In the carriage occupied by the Bransons and the Crawleys, the adults had been reassured earlier by the Chef de Bord that just as soon as the express had drawn to a stop, he would have the stationmaster here in Modane make enquires of his colleagues further back up the line, both at Chambéry and at St. Jean de Maurienne, to see if anything at all was known which would help establish the whereabouts of the three missing boys. At the present time all any of them could do was wait upon the outcome of those same enquiries.

Fraught with worry, and not just on account of their three missing sons of which there was as yet still no news, while the remaining four children remained in one compartment under the watchful eye of Nanny Bridges, the adults themselves were all out in the corridor, constantly looking up and down the thronging platform for the Chef de Bord: Matthew with Mary standing by his side, Sybil next to her, while Edith and Tom were beside the door of the compartment containing the two Meyer children.


Having made a meticulous and thorough search of the baggage cars, of each of the empty compartments they encountered, as well as inspecting assiduously the passports of one and all, the Italian railway police were now at either end of the carriage occupied by the Bransons and the Crawleys and moving slowly and inexorably towards them along the narrow corridor.

The fateful moment arrived.

"Signore, signora, i vostri passaporti per favore".

To make sure that both Tom and Edith had understood precisely the nature of his request, the man slowly repeated it, this time in heavily accented English. As the crisply attired, black shirted railway official respectfully touched the brim of his military cap, Tom fumbled with the catch of the compartment door behind him.

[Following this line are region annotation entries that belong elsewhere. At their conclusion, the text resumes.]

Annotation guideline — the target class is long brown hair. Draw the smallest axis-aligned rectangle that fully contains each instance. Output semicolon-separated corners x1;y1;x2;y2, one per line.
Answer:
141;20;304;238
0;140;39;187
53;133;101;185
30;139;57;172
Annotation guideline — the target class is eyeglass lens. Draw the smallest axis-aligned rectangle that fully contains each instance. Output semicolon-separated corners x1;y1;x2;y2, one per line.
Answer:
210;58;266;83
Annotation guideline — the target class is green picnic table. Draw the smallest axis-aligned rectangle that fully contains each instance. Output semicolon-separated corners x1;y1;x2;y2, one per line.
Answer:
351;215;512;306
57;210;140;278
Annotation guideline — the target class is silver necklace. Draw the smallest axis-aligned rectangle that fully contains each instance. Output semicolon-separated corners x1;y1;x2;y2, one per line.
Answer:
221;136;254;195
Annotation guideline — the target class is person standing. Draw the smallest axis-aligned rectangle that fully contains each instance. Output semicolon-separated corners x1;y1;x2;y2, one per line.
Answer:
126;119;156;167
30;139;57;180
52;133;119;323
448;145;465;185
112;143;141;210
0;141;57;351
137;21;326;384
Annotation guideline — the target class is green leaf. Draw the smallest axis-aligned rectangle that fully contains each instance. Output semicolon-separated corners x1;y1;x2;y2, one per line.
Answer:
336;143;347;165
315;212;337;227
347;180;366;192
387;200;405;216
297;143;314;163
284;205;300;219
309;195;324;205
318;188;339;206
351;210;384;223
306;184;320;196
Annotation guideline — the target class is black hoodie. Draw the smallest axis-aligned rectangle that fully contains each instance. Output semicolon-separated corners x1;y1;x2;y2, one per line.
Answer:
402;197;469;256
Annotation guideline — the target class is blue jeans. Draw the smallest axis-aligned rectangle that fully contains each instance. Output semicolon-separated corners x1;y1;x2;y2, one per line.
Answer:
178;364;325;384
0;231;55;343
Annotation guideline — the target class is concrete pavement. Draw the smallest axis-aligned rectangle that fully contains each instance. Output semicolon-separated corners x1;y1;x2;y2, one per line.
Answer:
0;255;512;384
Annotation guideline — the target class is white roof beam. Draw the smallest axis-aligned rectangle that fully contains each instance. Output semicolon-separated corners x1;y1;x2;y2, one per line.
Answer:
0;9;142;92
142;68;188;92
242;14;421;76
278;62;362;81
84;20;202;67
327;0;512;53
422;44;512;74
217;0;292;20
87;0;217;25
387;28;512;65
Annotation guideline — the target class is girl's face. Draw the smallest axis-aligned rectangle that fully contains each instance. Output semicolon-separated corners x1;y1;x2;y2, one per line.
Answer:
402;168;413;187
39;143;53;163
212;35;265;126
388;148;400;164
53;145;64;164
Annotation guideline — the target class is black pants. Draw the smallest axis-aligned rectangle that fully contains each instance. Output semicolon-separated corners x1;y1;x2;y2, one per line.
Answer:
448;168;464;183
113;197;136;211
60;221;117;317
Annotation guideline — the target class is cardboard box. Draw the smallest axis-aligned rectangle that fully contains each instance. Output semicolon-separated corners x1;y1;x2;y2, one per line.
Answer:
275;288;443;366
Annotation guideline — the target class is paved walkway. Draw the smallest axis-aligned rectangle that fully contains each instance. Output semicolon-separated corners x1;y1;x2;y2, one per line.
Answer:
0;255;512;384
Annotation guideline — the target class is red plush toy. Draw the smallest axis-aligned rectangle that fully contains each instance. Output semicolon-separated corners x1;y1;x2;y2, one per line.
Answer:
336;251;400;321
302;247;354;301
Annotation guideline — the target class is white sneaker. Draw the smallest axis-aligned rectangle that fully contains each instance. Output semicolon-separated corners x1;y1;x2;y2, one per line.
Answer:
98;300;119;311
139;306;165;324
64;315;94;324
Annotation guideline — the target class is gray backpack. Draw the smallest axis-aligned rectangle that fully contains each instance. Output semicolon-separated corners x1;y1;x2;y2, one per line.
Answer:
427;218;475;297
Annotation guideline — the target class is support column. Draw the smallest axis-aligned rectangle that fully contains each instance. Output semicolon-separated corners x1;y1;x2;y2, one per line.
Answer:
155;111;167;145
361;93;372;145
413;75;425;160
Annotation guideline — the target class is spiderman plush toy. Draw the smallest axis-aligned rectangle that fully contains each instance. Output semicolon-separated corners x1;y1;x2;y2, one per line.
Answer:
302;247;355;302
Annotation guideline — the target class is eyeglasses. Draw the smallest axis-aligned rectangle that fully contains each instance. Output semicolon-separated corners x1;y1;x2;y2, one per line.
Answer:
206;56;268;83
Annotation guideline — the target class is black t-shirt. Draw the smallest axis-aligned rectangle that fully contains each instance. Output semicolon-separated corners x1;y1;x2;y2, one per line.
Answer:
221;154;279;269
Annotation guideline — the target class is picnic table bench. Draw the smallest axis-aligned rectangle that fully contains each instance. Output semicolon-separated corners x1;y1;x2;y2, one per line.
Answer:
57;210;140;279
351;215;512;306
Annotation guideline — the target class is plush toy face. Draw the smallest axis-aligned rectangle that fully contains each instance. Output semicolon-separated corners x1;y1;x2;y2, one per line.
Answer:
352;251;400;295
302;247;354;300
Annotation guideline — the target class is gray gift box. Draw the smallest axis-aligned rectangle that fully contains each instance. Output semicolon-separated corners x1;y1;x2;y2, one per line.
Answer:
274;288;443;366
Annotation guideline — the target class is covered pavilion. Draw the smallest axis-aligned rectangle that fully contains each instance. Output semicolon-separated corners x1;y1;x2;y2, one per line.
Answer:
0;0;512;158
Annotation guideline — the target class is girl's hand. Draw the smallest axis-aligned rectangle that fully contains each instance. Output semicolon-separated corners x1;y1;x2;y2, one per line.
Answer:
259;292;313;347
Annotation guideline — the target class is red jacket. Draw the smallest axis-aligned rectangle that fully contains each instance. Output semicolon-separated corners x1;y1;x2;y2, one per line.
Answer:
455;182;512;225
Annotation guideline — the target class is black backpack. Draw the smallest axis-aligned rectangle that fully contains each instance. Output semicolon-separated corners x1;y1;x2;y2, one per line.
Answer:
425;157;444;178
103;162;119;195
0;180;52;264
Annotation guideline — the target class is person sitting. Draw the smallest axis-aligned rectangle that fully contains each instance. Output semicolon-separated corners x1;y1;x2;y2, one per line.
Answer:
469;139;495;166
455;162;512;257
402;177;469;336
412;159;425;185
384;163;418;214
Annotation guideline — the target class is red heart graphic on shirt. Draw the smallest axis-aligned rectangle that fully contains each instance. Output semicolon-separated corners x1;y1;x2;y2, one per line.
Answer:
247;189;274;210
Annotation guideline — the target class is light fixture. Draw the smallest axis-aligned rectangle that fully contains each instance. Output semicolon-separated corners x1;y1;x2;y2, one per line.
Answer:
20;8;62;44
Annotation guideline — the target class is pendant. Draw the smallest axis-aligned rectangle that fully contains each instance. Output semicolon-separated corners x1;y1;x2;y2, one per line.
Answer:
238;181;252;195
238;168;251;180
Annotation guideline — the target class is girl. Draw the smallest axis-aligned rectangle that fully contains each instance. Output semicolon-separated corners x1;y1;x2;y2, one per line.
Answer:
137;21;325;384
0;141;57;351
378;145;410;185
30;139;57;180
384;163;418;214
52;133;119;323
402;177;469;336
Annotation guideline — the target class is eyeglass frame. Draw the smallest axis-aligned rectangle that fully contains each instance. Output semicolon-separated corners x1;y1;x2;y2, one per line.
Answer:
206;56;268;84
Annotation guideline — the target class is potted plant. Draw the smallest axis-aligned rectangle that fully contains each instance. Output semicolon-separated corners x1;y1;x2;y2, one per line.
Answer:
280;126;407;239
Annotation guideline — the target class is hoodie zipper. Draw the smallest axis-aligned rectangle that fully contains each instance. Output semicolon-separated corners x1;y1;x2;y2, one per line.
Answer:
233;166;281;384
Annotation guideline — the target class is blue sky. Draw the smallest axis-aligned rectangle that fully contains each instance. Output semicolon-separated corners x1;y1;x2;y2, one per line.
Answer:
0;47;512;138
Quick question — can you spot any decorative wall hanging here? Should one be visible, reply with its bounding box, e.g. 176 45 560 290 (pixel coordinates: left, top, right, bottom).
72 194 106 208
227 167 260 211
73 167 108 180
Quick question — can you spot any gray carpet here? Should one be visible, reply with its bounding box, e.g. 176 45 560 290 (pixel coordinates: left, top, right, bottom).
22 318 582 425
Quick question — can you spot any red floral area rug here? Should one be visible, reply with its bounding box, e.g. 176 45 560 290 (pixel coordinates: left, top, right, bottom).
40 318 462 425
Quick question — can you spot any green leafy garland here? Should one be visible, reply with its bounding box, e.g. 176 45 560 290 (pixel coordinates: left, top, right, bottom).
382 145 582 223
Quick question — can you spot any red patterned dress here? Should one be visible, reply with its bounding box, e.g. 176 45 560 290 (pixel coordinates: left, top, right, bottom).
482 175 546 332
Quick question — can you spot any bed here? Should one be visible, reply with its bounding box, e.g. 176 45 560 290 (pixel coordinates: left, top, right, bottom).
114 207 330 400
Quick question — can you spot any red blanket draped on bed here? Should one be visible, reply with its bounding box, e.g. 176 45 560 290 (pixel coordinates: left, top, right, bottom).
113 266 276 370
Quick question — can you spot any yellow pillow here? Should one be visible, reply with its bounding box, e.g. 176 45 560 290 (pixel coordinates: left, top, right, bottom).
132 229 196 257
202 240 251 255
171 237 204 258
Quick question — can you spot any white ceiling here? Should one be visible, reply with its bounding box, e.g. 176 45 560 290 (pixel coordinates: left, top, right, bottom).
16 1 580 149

"Tom!" cried Edith in alarm as the door swung back. However, for his part, Tom took no notice whatsoever. Instead, standing in the now half open doorway, in the very same instant, he pulled Edith towards him.

"Kiss me!"

"Pardon?" asked Edith, not entirely certain that she had heard Tom properly.

"Kiss me!" he repeated and then, in front of a startled Mary and a horrified Sybil, without any further ado, Tom drew Edith into the tightest of embraces, his lips eagerly seeking hers.

Author's note:

Built in France in the early 1920s, the Nieuport-Delage 42 was a fighter aircraft. There were various types, all of which formed the basis of French fighter design over the next decade.

The Italia was an Italian airship used by Umberto Nobile in what was to have been his second series of flights around and over the North Pole. In May 1928, in bad weather, the airship crashed on the ice, leading, ultimately to the mounting of an international attempt to rescue the survivors. The disaster and the eventual rescue of the survivors made headlines around the world.